Mendoza gulped, but went on collecting the new tax that had only been posted after lunch. He simply didn't know what else to do. He only realized that he could do no wrong as a soldier by following orders, so on he went, forcing money out of farmers who could scarcely afford to pay, but feeling base and low about it the entire time. He would wish for Zorro to interfere, but the idea of a new trap whirled thickly around in his mind, and for once, he didn't want to see the arrival of his friend.

DeSoto stood beside the table, oozing triumph. Lancers held back the most vocal of the protestors with their rifles. The citizens went on calling useless insults at the military officer. Little did they know that more lancers waited quietly in the darkening shadows cast by the tavern.

Exactly as the sun began to touch the horizon came reports of the first distant sighting of the foe that the Alcalde wished to bring down. "He's right on time," DeSoto said quietly, and smiled even more.

Toronado's scream split the air for a second, and the protestors turned to look. The great black stallion raced under the swinging sign and tore into the plaza, where he was pulled to a stop. A figure all dressed in black and looking like retribution itself vaulted to the ground.

"Alcalde, you can't do this!" Zorro yelled, pulling out his sword to use against the lancers who immediately threatened him.

The moment his outcry came, more citizens streamed onto the porch of the tavern to watch the proceedings, and DeSoto noted with satisfaction the presence of a certain señorita as she stood alone, off to one side of the shaded porch.

DeSoto smirked. "I wonder what took her so long to show up?" he said to Mendoza. He'd half expected her to be right in front of the crowd, protesting loudly next to Don Alejandro, as she usually was. "She must have spent the entire afternoon in her kitchen, cooking, to have only just now heard about the new tax. That's the only explanation for such a silent afternoon."

"Si, mi Alcalde," Mendoza gulped from behind the collar of his uniform jacket.

"The government..." began DeSoto in a loud voice, ignorning his sergeant now that his main enemy was in town.

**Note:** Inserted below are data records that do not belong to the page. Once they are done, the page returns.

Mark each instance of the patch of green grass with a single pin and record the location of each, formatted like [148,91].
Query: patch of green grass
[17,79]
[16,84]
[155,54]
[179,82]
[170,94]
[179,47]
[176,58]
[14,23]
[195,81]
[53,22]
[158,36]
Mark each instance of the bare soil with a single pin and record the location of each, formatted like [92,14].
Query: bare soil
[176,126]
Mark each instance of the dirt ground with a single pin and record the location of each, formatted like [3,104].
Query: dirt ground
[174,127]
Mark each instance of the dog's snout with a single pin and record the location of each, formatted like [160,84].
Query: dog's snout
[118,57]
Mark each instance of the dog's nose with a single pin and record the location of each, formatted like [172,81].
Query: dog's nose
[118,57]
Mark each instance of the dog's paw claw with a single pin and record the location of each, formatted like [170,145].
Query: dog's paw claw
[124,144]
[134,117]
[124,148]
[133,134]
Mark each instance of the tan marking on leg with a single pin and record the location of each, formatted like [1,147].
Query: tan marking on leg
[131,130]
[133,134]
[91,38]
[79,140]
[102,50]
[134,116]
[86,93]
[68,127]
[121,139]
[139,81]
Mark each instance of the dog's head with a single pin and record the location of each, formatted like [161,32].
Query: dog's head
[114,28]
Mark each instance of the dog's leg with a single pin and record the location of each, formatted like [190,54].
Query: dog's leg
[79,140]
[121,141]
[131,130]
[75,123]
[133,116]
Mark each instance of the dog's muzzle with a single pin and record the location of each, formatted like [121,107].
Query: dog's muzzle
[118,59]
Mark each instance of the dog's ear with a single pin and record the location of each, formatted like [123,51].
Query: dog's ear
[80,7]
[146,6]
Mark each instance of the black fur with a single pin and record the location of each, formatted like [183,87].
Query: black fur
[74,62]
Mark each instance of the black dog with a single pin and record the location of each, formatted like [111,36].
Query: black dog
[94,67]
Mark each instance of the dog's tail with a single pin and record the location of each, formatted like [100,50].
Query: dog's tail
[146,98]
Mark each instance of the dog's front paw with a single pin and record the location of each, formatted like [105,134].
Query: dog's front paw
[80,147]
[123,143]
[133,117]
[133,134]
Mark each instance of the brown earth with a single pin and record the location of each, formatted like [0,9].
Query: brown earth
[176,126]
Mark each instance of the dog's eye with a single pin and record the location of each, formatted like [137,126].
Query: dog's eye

He was drowned out. "The government doesn't govern by creating taxes just to soak its citizens, Alcalde!" Zorro yelled as he swiped his blade into the path of an advancing lancer. "This new tax is illegal, and you know it!" he cried next.

DeSoto gave a small shake of his gloved hand. "I do know it, Zorro, and I want to thank you for coming so promptly this evening," he replied enigmatically.

The reason for his quick capitulation was soon evident. Lancers, responding to the prearranged signal given by their diabolical leader, moved in on the masked man. He lunged against them again and again, but before he knew it, he was completely cut off from the protestors and his horse, which he had voluntarily abandoned in hopes of keeping him safe from the typical sword fight that he had expected to ensue.

DeSoto couldn't hold in his laughter. "I hope you don't mind a bit of subterfuge," he said. "Or insurance."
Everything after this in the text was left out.